In Shri 420, Raju, the quintessential Indian with the Japanese shoes, the English pantaloons and the made-in-India heart walks through the city squalor and comes up with a facile solution. In his progress-made-easy economics, income disparities can be eradicated through a mere catholicity of spirit, coupled with a bit of self-discipline, a little more labour on the part of the impoverished have-nots and some sharing and caring from the well-endowed ones is all that it takes to build Utopia. Now whoever talked of reconstruction and rebellion. Not the friendly neighbourhood tramp at least.

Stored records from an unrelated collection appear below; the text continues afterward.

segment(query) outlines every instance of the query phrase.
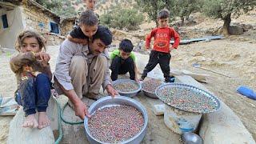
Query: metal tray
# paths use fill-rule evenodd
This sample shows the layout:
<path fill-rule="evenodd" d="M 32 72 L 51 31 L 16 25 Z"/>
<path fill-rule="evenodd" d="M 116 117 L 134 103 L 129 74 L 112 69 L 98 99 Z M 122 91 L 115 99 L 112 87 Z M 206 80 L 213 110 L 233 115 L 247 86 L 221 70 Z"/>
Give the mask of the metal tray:
<path fill-rule="evenodd" d="M 209 111 L 198 111 L 198 110 L 187 110 L 187 109 L 185 109 L 186 106 L 184 107 L 177 107 L 174 105 L 172 105 L 170 103 L 170 99 L 168 98 L 168 99 L 166 99 L 164 98 L 164 97 L 159 95 L 159 92 L 160 90 L 162 90 L 162 89 L 165 89 L 166 87 L 170 87 L 170 88 L 182 88 L 182 89 L 189 89 L 190 90 L 192 90 L 193 92 L 194 93 L 197 93 L 197 94 L 200 94 L 201 96 L 205 96 L 205 97 L 207 97 L 209 98 L 210 99 L 212 100 L 212 102 L 215 104 L 215 107 L 216 109 L 214 110 L 210 110 Z M 190 112 L 193 112 L 193 113 L 202 113 L 202 114 L 206 114 L 206 113 L 211 113 L 211 112 L 214 112 L 214 111 L 217 111 L 220 109 L 220 106 L 221 106 L 221 104 L 220 104 L 220 102 L 218 100 L 218 98 L 210 94 L 209 92 L 207 91 L 205 91 L 202 89 L 199 89 L 198 87 L 195 87 L 195 86 L 190 86 L 190 85 L 186 85 L 186 84 L 183 84 L 183 83 L 166 83 L 166 84 L 164 84 L 164 85 L 162 85 L 160 86 L 158 86 L 156 90 L 155 90 L 155 94 L 158 97 L 158 98 L 160 100 L 162 100 L 162 102 L 164 102 L 165 103 L 173 106 L 173 107 L 175 107 L 177 109 L 179 109 L 179 110 L 185 110 L 185 111 L 190 111 Z"/>
<path fill-rule="evenodd" d="M 94 102 L 89 108 L 88 111 L 90 114 L 93 114 L 98 109 L 102 109 L 104 107 L 109 107 L 113 106 L 120 106 L 120 105 L 128 105 L 134 106 L 138 111 L 140 111 L 144 118 L 144 126 L 142 130 L 138 133 L 133 138 L 127 139 L 121 143 L 129 143 L 129 144 L 139 144 L 144 138 L 146 130 L 147 130 L 147 124 L 148 124 L 148 116 L 146 110 L 146 108 L 138 101 L 132 99 L 128 97 L 123 96 L 117 96 L 114 98 L 112 98 L 110 96 L 102 98 Z M 86 137 L 88 141 L 91 144 L 96 143 L 106 143 L 100 142 L 99 140 L 94 138 L 90 133 L 89 127 L 88 127 L 88 118 L 86 117 L 84 120 L 84 126 L 86 129 Z"/>
<path fill-rule="evenodd" d="M 153 78 L 152 78 L 152 79 L 153 79 Z M 143 88 L 143 84 L 144 84 L 145 82 L 146 82 L 147 81 L 150 81 L 150 79 L 143 82 L 143 83 L 142 84 L 142 90 L 143 91 L 143 93 L 144 93 L 144 94 L 145 94 L 146 96 L 148 96 L 148 97 L 153 98 L 158 98 L 158 97 L 155 94 L 155 93 L 152 93 L 152 92 L 150 92 L 150 91 L 146 90 Z M 163 85 L 164 83 L 165 83 L 165 82 L 162 82 L 161 86 Z"/>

It is the cause of the dispossessed again that is furthered in Ramesh Saigal's Phir Subah Hogi (1958). Ramu, the penniless law student, accidentally murders a man while trying to secure the money that would enable him to marry the woman of his dreams (Mala Sinha). Sohni, the daughter of an alcoholic traitor, can only be won when Ramu has paid off her father's debts. With no fair means permissible by the existing socio-economic set-up, Ramu must opt for the foul. He tries to rob the safe of the vicious moneylender and ends up killing him in self-defence. Later, in his confession, he launches a sentimental tirade against the rapacious rich who, in Kapoor's economics, were the prime beneficiaries of Nehruvian socialism and were impeding its smooth progress. Naturally, at the expense of the poor and the dispossessed who in the current set-up did not have even a roof over their heads. This despite the fact that the world was gradually coming to belong to the Indian nation. 'Chino-arab hamara, Hindustan hamara; rehne ko ghar nahin hai, sara jahan hamara' (China-Arabia may belong to us, Hindustan may belong to us, no home to live in, yet the whole world may belong to us) sings the disgruntled youth as he stumbles through an unfriendly clime, dreaming of a more equitable dawn. This new dawn would be one where everybody had a roof over his head, with adequate morsels of bread to feed himself and his family with spartan needs and simple demands. In such a set-up, the rich would remain rich, only the poor wouldn't be so poor.
The conflict of Raj Kapoor's films always culminated in a scenario where, as he insists, all is well, everybody is happy and God is great. All within the existing social setup. For Kapoor's indictment was never against Nehruvian socialism. This was because the fifties, when Kapoor began his work, was still the age of idealism. Both as a film-maker and a hero, he retained a romantic optimism. Throwing light on his politics of cinema in Raj Kapoor, Ritu Nanda's biographical account of her father, he elucidates: "We began our work in an age of optimism. The republic was new, the rulers were new to leadership." This was an idealism which seemed to work despite the complexities and contradictions of the fifties. Small wonder then that Kapoor's call for reform, like his delineation of love, was intensely romantic too. The protagonists of the 1950s wanted a reformed social order, yes, but this could be achieved quite easily with a little bit of discipline, education and a lot of love.
Kapoor's ideology was basically a politics of love. "I saw the environment and the social effect it had on people and tried to weave the fabric of the script with the influences of that environment to present it with romanticism and a certain kind of sensitivity of belonging, of humanism and in totality, it worked as love."